On January 24, the Center for Positive/Empirical Analysis of Political Economy of the Top Global University Project invited Teppei Yamamoto, associate professor of political science at Massachusetts Institute of Technology, and organized a seminar titled, “Ultimate Q&A Session on Survey Experiments and Casual Inference.”
Professor Yamamoto conducts cutting-edge research in political methodology, and as the seminar title suggested, he answered all kinds of questions regarding experiments and causal inference. Approximately 30 participants who are faculty members and graduate students at the Graduate School of Political Science and the Graduate School of Economics, as well as scholars from the Waseda Institute for Advanced Study attended the seminar.
Professor Masaru Kohno moderated the seminar and started the conversation by asking whether the causal inference revolution in political science is worth being called a revolution. In other words, he questioned whether it should be regarded as a groundbreaking trend equivalent to the rise of the former behavioralist revolution and rational choice theory.

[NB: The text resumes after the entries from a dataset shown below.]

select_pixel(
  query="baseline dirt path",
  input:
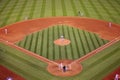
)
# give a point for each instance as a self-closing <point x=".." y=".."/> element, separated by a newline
<point x="17" y="31"/>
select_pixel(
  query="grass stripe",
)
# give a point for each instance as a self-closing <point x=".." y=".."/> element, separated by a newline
<point x="84" y="8"/>
<point x="50" y="49"/>
<point x="68" y="47"/>
<point x="32" y="9"/>
<point x="9" y="13"/>
<point x="70" y="44"/>
<point x="53" y="8"/>
<point x="44" y="43"/>
<point x="56" y="36"/>
<point x="36" y="43"/>
<point x="74" y="8"/>
<point x="76" y="42"/>
<point x="43" y="8"/>
<point x="39" y="43"/>
<point x="5" y="5"/>
<point x="63" y="8"/>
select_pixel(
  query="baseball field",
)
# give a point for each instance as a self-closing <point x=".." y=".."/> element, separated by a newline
<point x="29" y="29"/>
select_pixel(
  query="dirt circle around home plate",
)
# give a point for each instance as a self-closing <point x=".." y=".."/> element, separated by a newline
<point x="62" y="42"/>
<point x="73" y="68"/>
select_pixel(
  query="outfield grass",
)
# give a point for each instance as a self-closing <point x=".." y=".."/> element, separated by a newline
<point x="17" y="10"/>
<point x="82" y="42"/>
<point x="94" y="68"/>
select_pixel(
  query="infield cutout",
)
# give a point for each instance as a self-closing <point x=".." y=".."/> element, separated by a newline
<point x="62" y="41"/>
<point x="73" y="68"/>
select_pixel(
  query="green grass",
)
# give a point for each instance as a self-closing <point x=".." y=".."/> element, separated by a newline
<point x="30" y="68"/>
<point x="105" y="10"/>
<point x="48" y="49"/>
<point x="12" y="11"/>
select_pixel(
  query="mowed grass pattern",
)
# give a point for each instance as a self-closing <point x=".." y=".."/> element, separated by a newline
<point x="12" y="11"/>
<point x="95" y="68"/>
<point x="42" y="42"/>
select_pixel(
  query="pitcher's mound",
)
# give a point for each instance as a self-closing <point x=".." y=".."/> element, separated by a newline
<point x="73" y="69"/>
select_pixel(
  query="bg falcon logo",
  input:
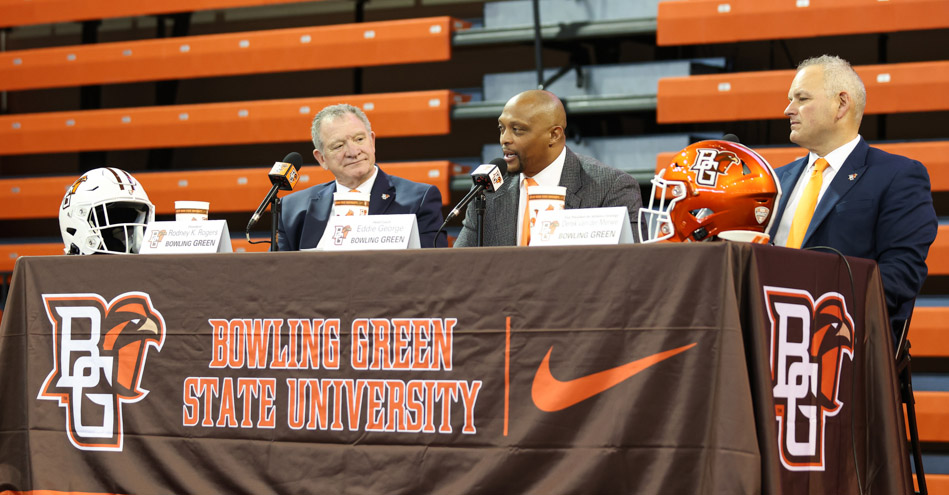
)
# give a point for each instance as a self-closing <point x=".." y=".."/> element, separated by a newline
<point x="710" y="163"/>
<point x="809" y="342"/>
<point x="99" y="352"/>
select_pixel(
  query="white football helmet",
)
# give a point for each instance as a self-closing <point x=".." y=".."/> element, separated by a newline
<point x="105" y="211"/>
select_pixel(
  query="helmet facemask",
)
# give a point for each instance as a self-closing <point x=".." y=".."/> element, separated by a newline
<point x="658" y="217"/>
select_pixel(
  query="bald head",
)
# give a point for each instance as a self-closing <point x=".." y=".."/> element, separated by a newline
<point x="532" y="131"/>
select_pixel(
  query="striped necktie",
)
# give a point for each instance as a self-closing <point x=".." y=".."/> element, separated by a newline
<point x="806" y="205"/>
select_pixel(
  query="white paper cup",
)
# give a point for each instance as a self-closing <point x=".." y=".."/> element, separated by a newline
<point x="347" y="204"/>
<point x="543" y="198"/>
<point x="190" y="211"/>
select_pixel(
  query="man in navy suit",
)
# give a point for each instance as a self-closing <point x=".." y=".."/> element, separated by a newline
<point x="346" y="146"/>
<point x="871" y="204"/>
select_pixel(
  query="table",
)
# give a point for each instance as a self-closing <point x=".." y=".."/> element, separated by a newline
<point x="604" y="369"/>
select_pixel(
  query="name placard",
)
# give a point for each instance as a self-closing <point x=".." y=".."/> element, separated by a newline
<point x="210" y="236"/>
<point x="584" y="226"/>
<point x="349" y="233"/>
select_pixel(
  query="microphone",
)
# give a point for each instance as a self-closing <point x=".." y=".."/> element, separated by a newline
<point x="487" y="177"/>
<point x="283" y="176"/>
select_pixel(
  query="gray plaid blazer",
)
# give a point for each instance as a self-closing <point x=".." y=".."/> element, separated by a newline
<point x="589" y="183"/>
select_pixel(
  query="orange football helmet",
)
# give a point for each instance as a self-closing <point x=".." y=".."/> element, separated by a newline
<point x="710" y="188"/>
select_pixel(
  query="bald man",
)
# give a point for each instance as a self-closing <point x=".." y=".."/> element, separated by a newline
<point x="867" y="202"/>
<point x="533" y="142"/>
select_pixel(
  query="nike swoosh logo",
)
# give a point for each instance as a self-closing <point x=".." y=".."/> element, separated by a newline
<point x="551" y="394"/>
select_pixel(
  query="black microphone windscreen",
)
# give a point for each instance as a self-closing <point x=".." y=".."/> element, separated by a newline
<point x="293" y="158"/>
<point x="500" y="164"/>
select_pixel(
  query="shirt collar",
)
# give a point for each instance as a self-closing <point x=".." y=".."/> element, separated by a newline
<point x="366" y="185"/>
<point x="835" y="159"/>
<point x="550" y="175"/>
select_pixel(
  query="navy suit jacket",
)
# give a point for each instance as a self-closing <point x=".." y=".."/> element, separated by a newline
<point x="304" y="214"/>
<point x="879" y="206"/>
<point x="589" y="183"/>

Afterwards, there were questions on various topics such as abstract themes, including the future of methodological training and its common ground with data science, as well as particularly specific questions, for example, methodological problems in mediation analysis and technical difficulties in the case of using smartphones for a conjoint analysis. Professor Yamamoto answered them with thorough explanation, and there was an exchange of opinions between the professor and the participants. Professor Yamamoto sometimes wove in reports regarding the results and where he is headed in his latest research, and the seminar became a stimulating occasion for the participants.